- Born: Katherine Quaye 1963 (age 62–63)
- Origin: Deptford, London, England
- Genres: Hi-NRG, Italo disco
- Occupation: Singer
- Instrument: Vocals
- Years active: 1977–1988
- Labels: Ibiza Records, Transglobal, Phoenix Productions

= Taffy (singer) =

Katherine Quaye (born 1963), better known by her stage name Taffy, is an English hi-NRG and Italo disco singer from Deptford, London, best known for her 1980s hit, "I Love My Radio".

The song was produced by Claudio Cecchetto, who was behind all her previous hits in Italy. It was released in the United Kingdom by Rhythm King's Transglobal Records, both part of Mute Records in those days, and was originally a hit in Italy in 1985. The song's sentiments were about a disc jockey broadcasting in the early hours. As very few radio stations in the United Kingdom broadcast after midnight in the late 1980s, this reference in the record was changed. A re-recorded version called "I Love My Radio (Dee Jay's Radio)" was released instead.

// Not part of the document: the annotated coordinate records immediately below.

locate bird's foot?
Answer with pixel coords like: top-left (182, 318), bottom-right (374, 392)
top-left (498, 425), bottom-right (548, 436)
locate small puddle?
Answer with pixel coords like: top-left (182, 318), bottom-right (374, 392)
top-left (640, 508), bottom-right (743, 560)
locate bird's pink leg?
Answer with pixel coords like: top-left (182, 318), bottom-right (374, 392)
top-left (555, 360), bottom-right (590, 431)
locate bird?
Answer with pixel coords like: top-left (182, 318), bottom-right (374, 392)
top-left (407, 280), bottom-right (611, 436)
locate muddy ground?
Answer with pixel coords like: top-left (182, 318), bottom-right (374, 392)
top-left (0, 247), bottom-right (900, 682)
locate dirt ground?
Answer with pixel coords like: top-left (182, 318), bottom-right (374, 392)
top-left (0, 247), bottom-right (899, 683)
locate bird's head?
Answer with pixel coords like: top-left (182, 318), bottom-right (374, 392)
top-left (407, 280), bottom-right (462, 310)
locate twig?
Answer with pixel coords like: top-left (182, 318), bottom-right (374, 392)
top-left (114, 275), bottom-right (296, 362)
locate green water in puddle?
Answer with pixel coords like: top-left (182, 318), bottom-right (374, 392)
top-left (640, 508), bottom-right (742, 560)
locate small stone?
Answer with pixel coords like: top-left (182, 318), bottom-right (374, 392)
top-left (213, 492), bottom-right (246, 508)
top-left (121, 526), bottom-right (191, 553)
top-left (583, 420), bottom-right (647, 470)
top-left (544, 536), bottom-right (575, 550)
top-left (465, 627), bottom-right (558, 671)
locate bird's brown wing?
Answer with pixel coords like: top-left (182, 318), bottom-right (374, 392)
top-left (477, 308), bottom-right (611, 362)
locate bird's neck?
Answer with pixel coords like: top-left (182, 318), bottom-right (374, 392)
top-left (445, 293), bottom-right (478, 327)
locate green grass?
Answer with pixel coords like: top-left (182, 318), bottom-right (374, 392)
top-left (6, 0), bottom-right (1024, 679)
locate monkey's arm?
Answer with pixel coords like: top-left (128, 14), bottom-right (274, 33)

This is the version that reached No. 6 on the UK Singles Chart.

"Step by Step", a Silver Pozzoli cover, was a minor hit in the UK reaching No. 59 in 1987. A second version by a pre-S'Express Mark Moore was released as "Step by Step (Moore Heavenly Mix)".

Taffy sang on Ferry Aid's charity cover of "Let It Be" in 1987.

==Singles==
- "White & Black" (1982/1986)
- "Walk into the Daylight" (1984/1985) (Italy No. 20)
- "I Love My Radio (Midnight Radio)" (12" single) (1985), Ibiza/Break Records (Italy No. 5, Germany No. 35)
- "Once More" (1985/1986) (Italy No. 3)
- "I Love My Radio (Dee Jay's Radio)" (1986), Transglobal Records (UK No. 6)
- "Step by Step" (1987), Transglobal Records (UK No. 59, Italy No. 42)
- "Whose?" (1987)
- "If You Feel It" (1988)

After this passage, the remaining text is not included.